The Zimmerman Telegram

By: Daniel Nardini

Lawndale News Chicago's Bilingual Newspaper - CommentaryIt was one of the most stupid blunders that changed the fate of the world, and brought the United States into direct conflict with Germany. This error occurred 95 years ago on February 26, 1917. But before I talk about it, I should provide some background to why it was done. Since 1914, Germany had been locked in a life-and-death war with Great Britain, France and Russia (Germany successfully knocked Russia out of the war in 1917). Great Britain, France and Russia had Italy on their side and Germany had Austria-Hungary and Turkey on its side. Even so, the First World War (then called the Great War) had become a stalemate with no side able to win. The German government knew that then U.S. President Woodrow Wilson was pro-British and had been secretly sending arms and munitions to Great Britain in complete violation of America’s proclaimed neutrality during that time. The only way to stop this flow of American arms to Britain was for Germany to use its submarine fleet to sink American merchant vessels that had entered areas of conflict. But this got more tricky because the U.S. government was also sending weaponry to Britain on civilian luxury ships and civilian transports. So, if the German submarines sank these ships hundreds of innocent lives were lost, but if these ships were allowed to go to Britain then the British got the weaponry.

In a desperate attempt to make sure the United States did not enter the war against Germany, the German foreign minister Arthur Zimmerman sent a secret telegram to the German ambassador to Mexico, Heinrich von Eckart. Eckart was supposed to convey this telegram to then Mexican President Venustiano Carranza that if Mexico entered into a military alliance with Germany that Germany promised weaponry to Mexico to take back Texas, Arizona and New Mexico that Mexico had lost in the Mexican-American War of 1846-1848. Carranza knew that this was a very bad idea. Mexico was just emerging from a bloody revolution and was in no shape to take on the United States. Since the British blockaded all German sea ports, there was no way Germany could get sufficient weaponry to Mexico to fight the United States. Finally, the territory Mexico lost now had large numbers of English speaking settlers who were also heavily armed. Carranza completely turned down the German offer. What the Germans did not know was that the British had broken all German diplomatic cipher codes and they had read the Zimmerman Telegram.

The Zimmerman Telegram was a great victory for the British because it suggested that the highest levels of the German government was trying to foment trouble against the United States, and the British government felt that this alone might bring in the United States into the war against Germany. The British handed the Zimmerman Telegram to U.S. President Woodrow Wilson, who recognized its immediate value. The telegram was published in all major U.S. newspapers, and the reaction was swift anti-German sentiment among most Americans.

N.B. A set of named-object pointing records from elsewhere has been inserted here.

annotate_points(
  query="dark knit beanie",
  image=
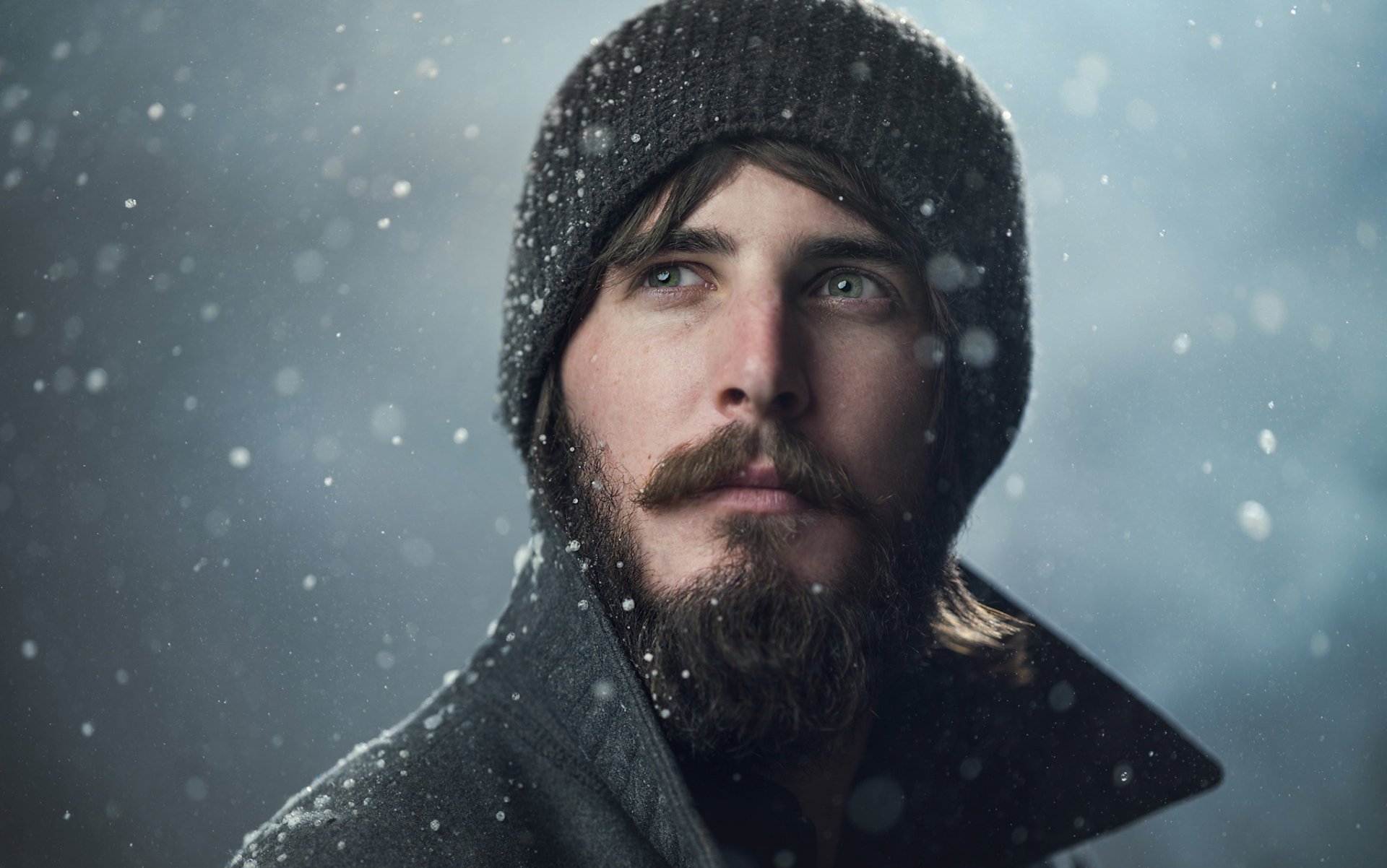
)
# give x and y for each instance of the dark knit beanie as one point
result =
(841, 75)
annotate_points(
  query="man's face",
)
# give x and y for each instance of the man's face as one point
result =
(773, 308)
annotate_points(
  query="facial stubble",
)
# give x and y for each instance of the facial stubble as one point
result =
(748, 660)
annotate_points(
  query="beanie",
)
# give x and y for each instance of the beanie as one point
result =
(847, 77)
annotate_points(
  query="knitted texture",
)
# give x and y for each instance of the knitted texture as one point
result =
(842, 75)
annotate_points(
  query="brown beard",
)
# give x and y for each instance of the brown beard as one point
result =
(749, 661)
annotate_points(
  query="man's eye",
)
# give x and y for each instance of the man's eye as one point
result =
(852, 285)
(670, 277)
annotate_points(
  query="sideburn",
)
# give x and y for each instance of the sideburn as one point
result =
(748, 661)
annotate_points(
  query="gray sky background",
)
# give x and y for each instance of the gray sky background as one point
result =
(244, 247)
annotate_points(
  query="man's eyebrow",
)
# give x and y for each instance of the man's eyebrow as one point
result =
(860, 248)
(690, 240)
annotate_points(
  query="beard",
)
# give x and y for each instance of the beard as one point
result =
(748, 661)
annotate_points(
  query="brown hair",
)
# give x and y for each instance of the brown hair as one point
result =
(962, 623)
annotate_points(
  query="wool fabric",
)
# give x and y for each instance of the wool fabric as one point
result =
(847, 77)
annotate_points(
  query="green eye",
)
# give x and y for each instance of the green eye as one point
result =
(665, 277)
(847, 286)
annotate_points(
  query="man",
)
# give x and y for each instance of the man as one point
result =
(766, 339)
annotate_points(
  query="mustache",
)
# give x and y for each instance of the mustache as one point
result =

The Zimmerman Telegram, along with Germany’s attacks on American shipping, were the reasons why the United States entered the war against Germany later in 1917. Because of America’s war material and hundreds of thousands of fresh troops, the Germans were decisively beaten and the First World War was ended. Had the Zimmerman Telegram never been sent, then chances are Germany might have won the war because it had successfully knocked Russia out of the war and was using its soldiers brought from the front against Russia that would have turned the tide of the war against Great Britain and France. It was one of history’s most colossal mistakes.